また、盛り付けについても「食器は食物の容れものであると同時に、趣味のきものである」と述べ、料理と器を切り離せない一体のものとして捉えていました。実際のレシピや食へのこだわりについては、以下でも詳しく紹介しています。
魯山人の料理へのこだわりについて、さらに詳しく
篆刻(てんこく)家として|看板彫りから広がった才能
魯山人の篆刻家としての活動は、養家で営んでいた看板業を手伝う中で、木版の技術を身につけたことに始まると言われています。
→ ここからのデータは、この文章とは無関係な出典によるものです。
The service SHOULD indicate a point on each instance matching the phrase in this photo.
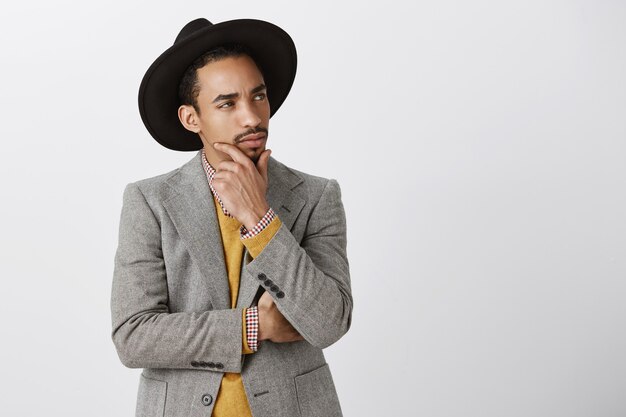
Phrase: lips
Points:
(253, 141)
(253, 137)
この経験を土台に、書家として身を立てたのとほぼ同時期に篆刻の腕も磨き、著名な日本画家の落款印や、店舗の看板を数多く手がけるまでになりました。書の稽古で培った線への感覚が、篆刻の仕事にもそのまま活かされていたことがうかがえます。
画家・漆芸家として|多方面ににじみ出た美意識
絵画や漆芸においても、魯山人は独学で腕を磨き、数々の作品を残しています。
星岡茶寮や自邸で使う調度品や食器には、絵付けだけでなく漆芸の技法も取り入れられており、「料理・器・空間のすべてを一体の美として演出する」という徹底した姿勢が貫かれていました。書や陶芸ほどまとまった言葉は多く残されていないものの、器に描かれた絵付けの多くは魯山人自身の手によるものであり、書家・篆刻家として培った線の美意識がここでも存分に発揮されています。
まとめ|「広さ」ではなく「基準」がすごい
書、陶芸、料理、篆刻、絵画・漆芸。
冒頭で述べたとおり、魯山人のすごさは「これほど多くの分野で活動した」という広さそのものではありません。分野を問わず、技巧や形式、肩書きや権威ではなく、「作り手の見識・精神・人格そのものが作品ににじみ出るかどうか」を基準にし続けたこと。この一貫した妥協なき姿勢こそが、没後60年以上を経た今も、私たちが魯山人を「すごい」と評し続ける本当の理由なのです。